[Maeil Business News] ESG Marketing
Professor Minjung Koo has written a column about ESG Marketing on MK News (Maeil Business Newspaper Korea).
"Don't buy this jacket!" This advertising phrase made the outdoor clothing brand Patagonia famous. The company, which emphasized the importance of environmental protection and sustainability by advertising with messages not to buy jackets, is considered one of the most successful cases of ESG (Environmental, Social, Governance). But can all companies become Patagonia?
ESG has been a key topic in business and investment over the past decade. Although uptake is slower in Korea than in other countries, there are also significant domestic changes. According to Google Korea (2022), the year's No. 1 search term in Korea was 'climate change.' The global agreement , which promised ESG, took effect in earnest in 2020, and pushed domestic and foreign investment institutions to follow the trend. Pace accelerated with the growing influence of Millenials and Gen Z consumers, who tend to prefer consumption with social values or particular messages.
Accordingly, SKK GSB provides various ESG classes to ensure that MBA students have sufficient knowledge and insight. Prof. Koo Min-jung's ESG marketing course is such a class. Prof. Koo has researched various marketing fields with social influence, e.g., CSR, CSV, and social marketing, for more than 15 years, she has served as an ESG management advisor for multiple organizations and companies, and she has lectured on ESG strategy to many large companies.
ESG marketing classes deal with differentiation strategies that can increase practitioners' efficacy through global examples.
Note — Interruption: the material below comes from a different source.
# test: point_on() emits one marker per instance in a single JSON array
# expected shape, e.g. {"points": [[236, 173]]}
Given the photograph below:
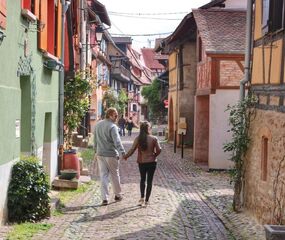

This is because indiscriminate copying and imitation are likely to be a waste of resources, and may be criticized by consumers. Prof. Koo argues that not all companies can become Patagonia: the core of ESG is selecting a realistic strategy that fits each company's nature and situation, and designing an ecosystem where various stakeholders can participate in the company's ESG efforts.
The mineral water industry, for example, has recently adopted a 'defensive ESG strategy' by releasing lightweight products and non-labeled bottled water to reduce plastic usage and minimize ESG-related risks. For this strategy, quiet and sporadic informative publicity is likely more effective. Since bottled water inherently causes environmental pollution, Patagonia-style active promotion of ESG efforts or branding products as green may cause unintended consequences. If ESG is given top priority without appropriate ESG capabilities, then this may not only waste resources but also increase expectations for the company's ESG performance, leading to adverse effects.
Ryu In-sul, who has been working at POSCO since graduating from a full-time MBA course, recalls the case of Fiji Water, which he learned in this class. Fiji Water, famous for its premium bottled water, experienced a fall in the image and a plunge in sales due to the direct impact of the anti-bottleneck movement in Europe. In response, it runs an aggressive campaign called Carbon Negative, aiming to reduce the amount of carbon. Although the attempt to protect the environment was commendable, consumers criticized the campaign, labeling it greenwashing. Since bottled water remains poor for the environment, Fiji Water's active ESG strategy worsened the situation, and they suffered severe damage to their reputation and brand value. This is why not all companies can, and not all companies should, be Patagonia, at least immediately. According to Mr. Ryu, "This lesson taught us strategies to help companies cope with social problems and improve brand value. The class has given us an important insight to use in various business decision-making processes."